When Mom got to her late 60's, Grandma died and she did inherit her share of the farm. She wanted to keep it and use her share of the small income to stay afloat, and she needed it for things like property taxes so she could stay in her home, but her siblings were anxious to sell it to augment their own retirement home purchases, so they sold. That money, however much it was, was "less that she had hoped," but it kept her afloat for another few years.

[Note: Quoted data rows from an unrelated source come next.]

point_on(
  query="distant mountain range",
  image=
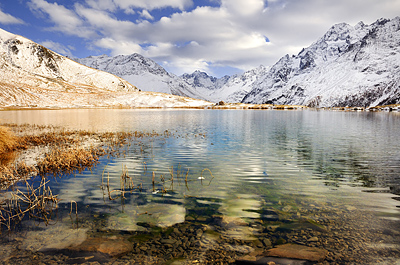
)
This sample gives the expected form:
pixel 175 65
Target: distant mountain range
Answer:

She is insanely frugal . . . which I will refrain from posting about . . . but also her savings were getting eaten up by property taxes, utilities, medicaid supplement, and food. She had no money to make home repairs, so her house starting slowly falling down around her from deferred maintenance. Based upon the money the flipper who bought her house eventually made reselling it, her home lost about $80K in value over the dozen years she lived there in her 60's and early 70's due to lack of any maintenance or upkeep. This seems to happen a lot with older people. My brother did a complete kitchen renovation for her, so her kitchen was modern and gorgeous with new custom cabinets, but everything else was falling down. By the time she moved out, for example, the interior paint was 40 years old; she refused our offer to paint everything for her during the kitchen remodel saying she doesn't like paint fumes. When the realtors suggested coat of fresh interior paint before putting it on the market, she simply said she couldn't afford it.
The sale of her home was necessitated by her running out of savings entirely. By 75, she was still healthy as a horse, but her money was completely gone. Thankfully, her small, dilapidated home was in a relatively HCOL area. By selling it and moving to a similar sized but newer home in my brother's LCOL area, she was able to clear a little liquid savings again. . . she volunteered that she's back to having $60K in the bank last time I talked to her, and she is now in her late 70's.
Her mother and both of her grandmothers lived well into their 90's, and she has absolutely no health problems at this time. She refuses to work, although she is mentally still all there and could probably get a job as greeter at the local WalMart or something similar. Her social security check is tiny and she regrets drawing it back in her early 60's now that she realizes she really does need the slightly bigger monthly check.
She tells me she has finally realized she really is just going to run out of money. Oh well.